The study also shows that case detection is most efficient in the second half of the epidemic than in the earlier part, because the detection lag dipped as the age of transmission lineages went down. In other words, fewer cases went undetected as the time from the first inferred transmission event in each cluster to the first detected case dropped.
Drivers of Transmission
The most significant clusters of transmission occurred after social gatherings. The biggest one is thought to have come from the US, and spread via a superspreading event (a wedding) in NZ before the lockdown, in the jurisdiction of the Southern District Health Board.
The subsequent lockdown-related change in transmission of this cluster shows how effective the intervention is. The researchers saw that the effective reproduction number Re went down from 7 at the outset to 0.2 by the end of March. Most of the cases in this cluster were sequenced in the current study, and genomic analysis threw up five hitherto unrelated cases that had escaped the first epidemiological tracing study.

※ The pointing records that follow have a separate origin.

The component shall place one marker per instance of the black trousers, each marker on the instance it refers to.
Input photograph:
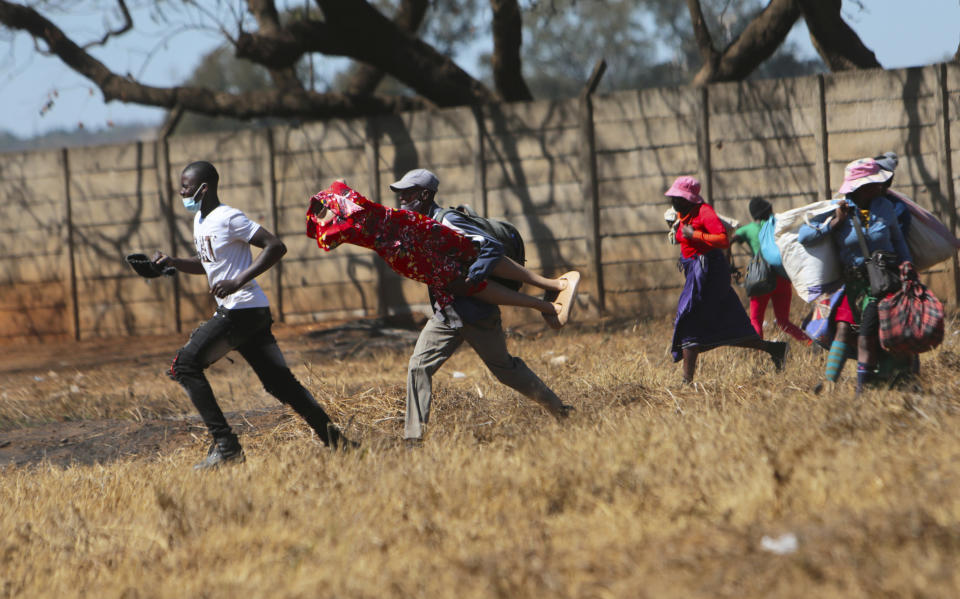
(247, 331)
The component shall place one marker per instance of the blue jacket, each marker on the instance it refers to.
(467, 309)
(882, 233)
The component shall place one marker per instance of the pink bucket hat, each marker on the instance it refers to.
(685, 187)
(861, 172)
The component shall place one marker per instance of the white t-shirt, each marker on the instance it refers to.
(223, 245)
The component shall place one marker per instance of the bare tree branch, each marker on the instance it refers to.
(268, 20)
(838, 44)
(708, 51)
(507, 40)
(364, 78)
(127, 26)
(254, 104)
(758, 41)
(347, 30)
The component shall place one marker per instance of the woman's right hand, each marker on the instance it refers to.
(162, 259)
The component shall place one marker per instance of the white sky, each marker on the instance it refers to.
(902, 33)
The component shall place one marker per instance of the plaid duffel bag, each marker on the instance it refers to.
(911, 319)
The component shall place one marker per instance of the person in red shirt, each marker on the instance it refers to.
(709, 312)
(418, 247)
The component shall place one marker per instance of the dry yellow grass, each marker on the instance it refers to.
(651, 490)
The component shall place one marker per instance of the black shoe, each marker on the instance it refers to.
(778, 353)
(336, 439)
(222, 452)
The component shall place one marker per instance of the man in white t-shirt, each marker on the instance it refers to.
(242, 321)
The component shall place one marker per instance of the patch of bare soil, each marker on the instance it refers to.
(98, 441)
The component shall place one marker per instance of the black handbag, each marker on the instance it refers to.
(882, 268)
(760, 279)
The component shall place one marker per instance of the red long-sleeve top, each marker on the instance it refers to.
(708, 232)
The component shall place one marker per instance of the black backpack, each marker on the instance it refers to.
(501, 230)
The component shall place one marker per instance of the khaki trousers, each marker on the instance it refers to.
(438, 341)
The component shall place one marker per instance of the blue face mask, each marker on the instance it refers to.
(193, 202)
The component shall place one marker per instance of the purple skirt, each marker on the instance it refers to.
(709, 312)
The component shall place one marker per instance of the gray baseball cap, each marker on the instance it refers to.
(888, 161)
(418, 177)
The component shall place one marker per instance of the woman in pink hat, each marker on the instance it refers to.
(709, 312)
(864, 203)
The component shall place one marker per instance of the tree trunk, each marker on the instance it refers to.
(838, 44)
(758, 41)
(507, 40)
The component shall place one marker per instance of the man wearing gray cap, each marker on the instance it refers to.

The findings from this study show how important this tool can be in tracing case transmission. For one, it can help to trace unknown cases using genomic similarity. Secondly, as the researchers comment, “This cluster, seeded by a single-superspreading event that resulted in New Zealand’s largest chain of transmission, illustrates the link between micro-scale transmission to nation-wide spread.”
And thirdly, the effectiveness of the lockdown is reflected in the dramatic drop in Re in this cluster as well as the very low number of continuing infections resulting from virus importations into NZ.
At present, community transmission is absent in NZ, but border quarantine facilities continue to throw up confirmed cases because of the high case number in other places. The lesson? “Ongoing genomic surveillance is an integral part of the national response to monitor any re-emergence of the virus, particularly when border restrictions might eventually be eased.”
medRxiv publishes preliminary scientific reports that are not peer-reviewed and, therefore, should not be regarded as conclusive, guide clinical practice/health-related behavior, or treated as established information.